3 MULHERES QUE COCHICHAM E SUAS COXIAS

3.1 Mulheres que cochicham: um pouco da sua história

Como nenhuma história se faz desacompanhada de contradições, a vivência das mulheres mineiras só pode ser apresentada através do permanente conflito e negociação entre os grupos empobrecidos dos quais as mineiras faziam parte e as instituições que de um modo ou de outro, procuravam enquadrá-la. (Luciano Figueiredo, 2004.p130).

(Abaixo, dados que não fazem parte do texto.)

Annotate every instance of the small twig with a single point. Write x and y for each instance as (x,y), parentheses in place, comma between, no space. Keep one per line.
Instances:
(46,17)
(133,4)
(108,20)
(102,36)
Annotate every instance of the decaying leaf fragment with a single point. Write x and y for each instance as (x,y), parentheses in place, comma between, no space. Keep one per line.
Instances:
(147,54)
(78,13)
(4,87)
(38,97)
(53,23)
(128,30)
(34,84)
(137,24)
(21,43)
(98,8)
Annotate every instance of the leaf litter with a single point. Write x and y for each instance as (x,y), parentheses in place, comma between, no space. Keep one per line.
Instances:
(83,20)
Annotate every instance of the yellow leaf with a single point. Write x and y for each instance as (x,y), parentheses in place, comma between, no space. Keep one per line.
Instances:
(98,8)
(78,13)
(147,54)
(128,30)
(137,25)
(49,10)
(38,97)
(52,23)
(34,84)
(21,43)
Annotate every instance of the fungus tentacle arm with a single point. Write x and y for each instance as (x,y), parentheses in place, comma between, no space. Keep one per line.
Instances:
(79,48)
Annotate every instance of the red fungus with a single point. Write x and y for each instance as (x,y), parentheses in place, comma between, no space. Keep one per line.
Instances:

Ao descrevermos as coordenadoras de grupos de convivência de idosos partimos da observação do seu contexto histórico cultural. Segundo o levantamento de dados que realizamos no Estágio o psicólogo na comunidade em parceria com o programa de extensão PUC MAIS IDADE, a maioria das coordenadoras de grupos de convivência de idosos, que responderam aos questionários no ano de 2002 informaram ter nascido no Estado de Minas Gerais. Mais de 50% das que responderam ao instrumento foram nascidas e criadas em Belo Horizonte e região metropolitana. Ao contarem sua trajetória de vida algo em comum entre elas foi o fato de que os pais vieram de cidades vizinhas ou do interior de Minas para a capital. Contavam a história de seus pais trazendo detalhes sobre suas mães. Algumas, segundo elas, eram quitandeiras, outras eram filhas de fazendeiros da região metropolitana ou cidades vizinhas, algumas eram filhas de mulheres que lidavam juntamente com os maridos com pequenos comércios, outras eram filhas de costureiras, bordadeiras, lavadeiras ou donas de casa Esses ofícios das mulheres mães das coordenadoras foram os que mais apareceram nos questionários. Uma boa parte delas, cerca de 30% das que responderam disseram que suas mães vieram para a capital para acompanhar os maridos no trabalho. E cerca de 20% disseram que suas mães vieram para a capital para estudar e morar com parentes.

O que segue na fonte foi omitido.